Getting Ready for the 2009 Orchard. I'm Greg Martin with today's Fruit Grower Report.
So all the fruit has been picked and is now in someone else's hands. You have a little time before you really need to start making preparations for the 2009 season. Now is a good time to look over your operation and decide if you need to make any changes or upgrade equipment. Barry Nelson with John Deere has something you might be interested in.
NELSON: Last February we introduced a new lineup of orchard vineyard tractors. Very specialized tractors because they're narrower or they're shorter so you can go under the branches of the trees or you can go down that narrow vineyard row.
John Deere has been trying to reconfigure their old products before creating these new tractors. Nelson says they have been keeping up with the changes in the tree fruit business.
NELSON: Actually one of the first totally automated tractors we've ever designed just as a prototype was an orchard tractor because you can program how that tractor went through a field. Maybe it would spray. You didn't even need to have an operator. So you see how that technology could improve in the future.
Currently the cost and safety issues makes that kind of tractor unfeasible at present but Nelson says that will change.

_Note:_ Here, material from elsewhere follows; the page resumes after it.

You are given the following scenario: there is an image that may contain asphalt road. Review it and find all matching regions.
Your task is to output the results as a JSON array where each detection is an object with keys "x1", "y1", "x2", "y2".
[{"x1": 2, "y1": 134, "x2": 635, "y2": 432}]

NELSON: We do have the technology today but we've got to bring the cost down and make it affordable for that producer to use. Right now we have basically from 60 to 120 horsepower models that they can take a look at. They need to work with their local dealer because we can really configure these to exactly the specifications they need.
That's today's Fruit Grower Report. I'm Greg Martin on the Northwest Ag Information Network.